Andrés Duarte

Personal information
- Full name: Andrés Duarte Villamayor
- Date of birth: 4 February 1972 (age 53)
- Place of birth: Asunción, Paraguay
- Position: Right-back

Senior career*
- Years: Team / Apps / (Gls)
- 1990–1993: Cerro Porteño
- 1993–1995: Argentinos Juniors / 25 / (1)
- 1995–1996: Ferro Carril Oeste / 10 / (0)
- 1996–1997: Deportivo Italiano / 6 / (1)
- 1997: Cerro Corá
- 1998–1999: Instituto / 12 / (0)
- 2000: River Plate Asunción
- 2000–2004: Mineros

International career
- 1992: Paraguay U23 / 4 / (0)
- 1993: Paraguay / 7 / (0)

= Andrés Duarte =

Paraguayan footballer (born 1972)

Andrés Duarte Villamayor (born 4 February 1972, in Asunción) is a retired Paraguayan footballer.

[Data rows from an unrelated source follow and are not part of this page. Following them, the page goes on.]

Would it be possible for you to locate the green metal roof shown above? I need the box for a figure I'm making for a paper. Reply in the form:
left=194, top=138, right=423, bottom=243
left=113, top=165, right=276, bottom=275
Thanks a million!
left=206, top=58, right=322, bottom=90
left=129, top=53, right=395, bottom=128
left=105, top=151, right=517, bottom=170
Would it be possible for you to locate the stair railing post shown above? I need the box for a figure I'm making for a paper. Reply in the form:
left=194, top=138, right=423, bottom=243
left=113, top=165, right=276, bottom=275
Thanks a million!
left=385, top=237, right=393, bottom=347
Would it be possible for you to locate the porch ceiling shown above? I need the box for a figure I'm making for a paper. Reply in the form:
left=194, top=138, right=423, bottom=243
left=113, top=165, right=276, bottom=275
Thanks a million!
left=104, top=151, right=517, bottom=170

A defender, he was a member of the Paraguay national team, competing at the 1992 Summer Olympics in Barcelona, Spain.

==Club career==
Duarte played for Cerro Porteño, Cerro Corá and River Plate Asunción in Paraguay and Argentinos Juniors, Ferro Carril Oeste, Sportivo Italiano and Instituto in Argentina. He retired with Venezuelan club Mineros in 2004.

== International career ==
Duarte made his international debut for the Paraguay national football team on 3 March 1993 in a friendly match against Bolivia (1–0 win). He obtained a total number of seven international caps, scoring no goals for the national side.

==Personal life==
Duarte's sons Alexis and Andrés are also footballers and defenders.